All the coaches i heard say always a trader should never average down. This is a consideration linked to an important aspect: the risk management! I listened then a chat with trader podcast interview from a veteran that said:"Do the opposite of what common sense teached, I averaged down a lot" so let's see this trade scenario, you are wrong to go long on stock XYZ, then goes down, you got stopped out in your hourly timeframe and you lose money or your stop and loss is not touched and the ticks keep going down, you see a positive signal in line with your strategy, you see another one, and another one Will a wise trader 1) follow the market, is time to buy, and to buy more to average down the loss, there is some statistical edge, you do not want to admit you are revenging trading and you want to go all in. 2) wait for your stop and loss, is common sense to have a mechanical system, and you should not intervene, never! Then journalling will fine tune your strategy I guess number 2 is the way to go, but there are consistently winning traders that do not care and just follow what market say on the basis of signals going for option 1?
Using stop loss reduced your edge significantly. It's basically a double entry approach, where each (entry and stop loss level) reduces your overall probability
I also think averaging down is no good. I havent found any way to make averaging down work for the long run. You're basically always committed to a direction or you always take the most loss if you ever decide to cut it. What i found that works is stop and reverse.
If you go in one direction and the market decide to go in the opposite direction, you were just wrong. You have to accept the fact that you were wrong. Averaging down is not accepting this. Unless your plan was to do so and you have a good reason. But usually, averaging down is like "hey, I' wrong, lets keep digging further down". Also, averaging down is completely the reverse of the popular saying "Cut your losses short and let your winners run".

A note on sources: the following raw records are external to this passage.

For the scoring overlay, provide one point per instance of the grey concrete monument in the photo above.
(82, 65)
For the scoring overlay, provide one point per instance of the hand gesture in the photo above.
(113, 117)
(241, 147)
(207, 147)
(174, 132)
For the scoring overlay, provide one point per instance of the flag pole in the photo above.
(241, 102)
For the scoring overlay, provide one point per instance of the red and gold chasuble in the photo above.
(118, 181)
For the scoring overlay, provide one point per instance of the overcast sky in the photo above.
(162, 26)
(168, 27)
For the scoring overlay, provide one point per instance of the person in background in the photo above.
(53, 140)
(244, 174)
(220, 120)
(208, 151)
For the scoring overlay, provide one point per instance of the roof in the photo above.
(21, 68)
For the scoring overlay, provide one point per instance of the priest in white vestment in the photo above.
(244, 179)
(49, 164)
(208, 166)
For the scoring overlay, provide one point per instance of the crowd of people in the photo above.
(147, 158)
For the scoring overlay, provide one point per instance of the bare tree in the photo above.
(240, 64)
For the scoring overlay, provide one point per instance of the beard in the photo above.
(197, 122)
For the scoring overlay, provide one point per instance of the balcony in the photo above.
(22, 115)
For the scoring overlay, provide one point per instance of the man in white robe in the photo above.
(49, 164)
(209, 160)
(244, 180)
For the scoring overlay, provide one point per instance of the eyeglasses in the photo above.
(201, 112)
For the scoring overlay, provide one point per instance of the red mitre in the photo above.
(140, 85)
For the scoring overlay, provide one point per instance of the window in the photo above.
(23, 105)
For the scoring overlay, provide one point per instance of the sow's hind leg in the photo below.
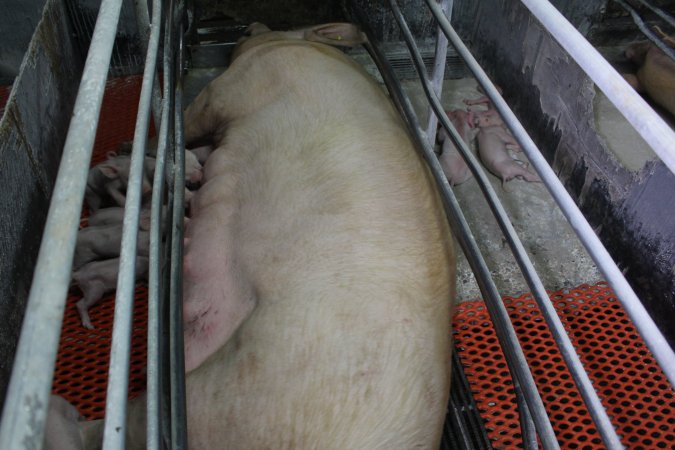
(218, 296)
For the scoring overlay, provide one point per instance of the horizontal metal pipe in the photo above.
(560, 336)
(115, 426)
(573, 362)
(653, 337)
(27, 400)
(653, 129)
(497, 310)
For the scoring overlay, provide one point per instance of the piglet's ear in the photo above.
(339, 34)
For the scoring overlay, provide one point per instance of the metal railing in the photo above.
(25, 408)
(26, 405)
(647, 122)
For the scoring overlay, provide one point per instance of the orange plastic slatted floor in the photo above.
(632, 387)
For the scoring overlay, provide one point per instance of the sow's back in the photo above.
(332, 240)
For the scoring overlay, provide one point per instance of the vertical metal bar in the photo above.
(637, 312)
(460, 228)
(178, 405)
(155, 291)
(168, 69)
(567, 351)
(143, 22)
(438, 71)
(650, 125)
(118, 376)
(27, 398)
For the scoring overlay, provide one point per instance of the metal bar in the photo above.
(567, 351)
(118, 375)
(155, 291)
(654, 130)
(638, 314)
(178, 403)
(659, 12)
(503, 326)
(649, 34)
(438, 72)
(25, 408)
(527, 425)
(143, 22)
(168, 69)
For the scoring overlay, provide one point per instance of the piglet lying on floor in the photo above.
(493, 141)
(107, 182)
(454, 167)
(99, 278)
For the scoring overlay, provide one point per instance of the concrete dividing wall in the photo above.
(17, 23)
(630, 208)
(32, 134)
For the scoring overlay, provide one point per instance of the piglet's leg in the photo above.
(93, 292)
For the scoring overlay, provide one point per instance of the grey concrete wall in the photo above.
(32, 134)
(274, 13)
(552, 97)
(17, 22)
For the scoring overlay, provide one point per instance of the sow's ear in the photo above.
(340, 34)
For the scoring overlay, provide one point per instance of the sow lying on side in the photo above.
(319, 269)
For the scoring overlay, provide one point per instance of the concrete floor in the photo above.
(556, 253)
(558, 256)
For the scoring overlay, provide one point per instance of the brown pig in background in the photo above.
(319, 269)
(656, 72)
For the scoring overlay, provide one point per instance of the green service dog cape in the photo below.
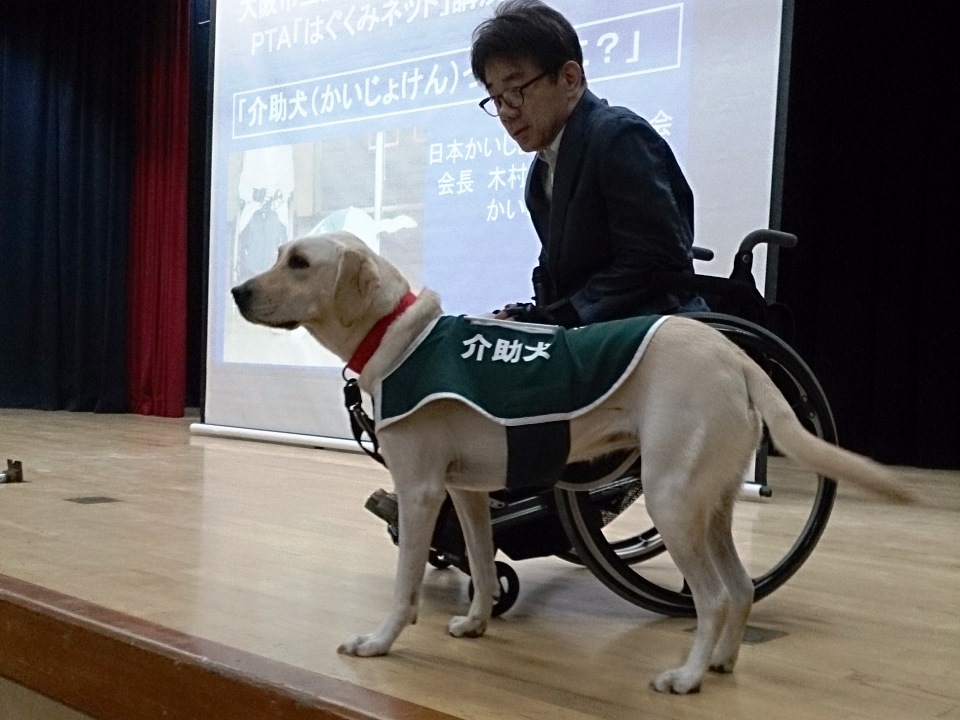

yeah indeed, gotta accept, that the plan needs to be thought forehead, and losses are a reason to meditate and move forward
Common sense ... is often right. Confirmation can be found for any point of view. But if a trade is going against me, the last thing I want to do is add to my mistake.
I know traders who scale in but they have strict management rules and are highly disciplined. It's not something I do and would certainly discourage it for any beginner or developing trader. Scaling into winners in a strong trend is a different thing.